Sometimes the difficulty of the challenge causes pastors to shrink back. At times the road to reformation in a local church can appear to lead right over the edge of a steep cliff. Thoughts of taking it seem suicidal.
At other times thoughts of leading a local church into (or back into) more biblically sound patterns of life and faith fill a pastor (especially a young pastor!) with romanticized notions of how wonderful it will be when people are taught what the Word of God actually says. It is easy to imagine that such teachers who would expose error and rightly divide the Word would be cheered as heroes in churches where the Bible is revered as God’s holy Word.
Neither despair nor naiveté is a helpful characteristic when the prospect of local church ministry looms on the horizon. This is true for both pastors and church members. Realistic expectations of the challenges and blessings involved in a reforming ministry are essential if one is to stay the course. The Bible regularly and repeatedly calls us to such realism.

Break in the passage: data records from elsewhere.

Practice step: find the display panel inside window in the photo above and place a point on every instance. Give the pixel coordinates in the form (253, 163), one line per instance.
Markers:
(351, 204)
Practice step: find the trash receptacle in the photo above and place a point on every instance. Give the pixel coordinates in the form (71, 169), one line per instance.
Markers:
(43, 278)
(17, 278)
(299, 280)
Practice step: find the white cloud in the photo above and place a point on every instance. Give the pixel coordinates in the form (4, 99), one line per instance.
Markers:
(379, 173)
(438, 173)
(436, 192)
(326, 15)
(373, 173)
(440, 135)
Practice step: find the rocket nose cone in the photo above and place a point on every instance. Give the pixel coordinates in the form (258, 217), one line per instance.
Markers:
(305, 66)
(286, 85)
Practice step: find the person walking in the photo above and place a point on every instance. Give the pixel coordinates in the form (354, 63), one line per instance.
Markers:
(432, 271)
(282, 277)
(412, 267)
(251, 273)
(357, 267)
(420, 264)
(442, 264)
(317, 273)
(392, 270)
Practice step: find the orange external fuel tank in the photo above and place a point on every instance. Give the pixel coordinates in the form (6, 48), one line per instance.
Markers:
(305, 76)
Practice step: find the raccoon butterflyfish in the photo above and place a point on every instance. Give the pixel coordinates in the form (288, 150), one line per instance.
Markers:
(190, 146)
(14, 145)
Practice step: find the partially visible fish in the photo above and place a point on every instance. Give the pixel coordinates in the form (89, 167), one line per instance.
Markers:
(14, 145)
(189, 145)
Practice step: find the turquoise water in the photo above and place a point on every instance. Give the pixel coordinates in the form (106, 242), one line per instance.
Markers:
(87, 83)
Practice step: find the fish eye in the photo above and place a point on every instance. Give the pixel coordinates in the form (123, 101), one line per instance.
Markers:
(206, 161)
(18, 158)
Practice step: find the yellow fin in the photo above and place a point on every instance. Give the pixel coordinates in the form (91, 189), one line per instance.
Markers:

In His letter to the church at Sardis, Jesus gives them what must have been a very painful reality check when He said, “I know your works, that you have a name that you are alive, but you are dead” (Revelation 3:1). Imagine being in the congregation when those words were read! The church’s reputation in the community was great. It had a name. It was known for its liveliness. A member of that church would probably have been full of hope and anticipation when the announcement was made that “today we have a letter from the hand of the Apostle John that was dictated by Jesus Christ and addressed specifically to our church.”
Yet, our Lord’s first words are a call to biblical reality. Your reputation on earth is not necessarily the same as your reputation in heaven. What other people are saying about your church is not always what Jesus Christ says about your church. He said that the Sardis church, despite its exalted status in the community, was in reality “dead.”
But what our Lord says next is equally surprising and must not be forgotten. “Be watchful and strengthen the things that remain, …” (v. 2). He does not write them off as hopeless. He calls them to reformation. He calls them back to that which they had originally received and heard and He calls them to repent (v. 3). This is precisely the message that many churches in our day need to hear. It is the message that pastors must be willing to proclaim and apply as they commit themselves to the work of biblical reformation.
The articles that follow are about the work of reformation in local churches. They present that work through the eyes of pastors who have led the way as well as from the perspective of church members who were part of the process. These collective testimonies should encourage us to recognize that God does indeed have power to restore local churches that have gone astray either through neglect or false teaching. He very often is pleased to fan dying embers back into flame, to empower His people to “strengthen the things that remain.”
The way back to healthier, purer streams of church life is often very difficult, but the blessings are worth the battles. And the battles never really end. Because the church must ever be reformed and reforming according to the Word of God.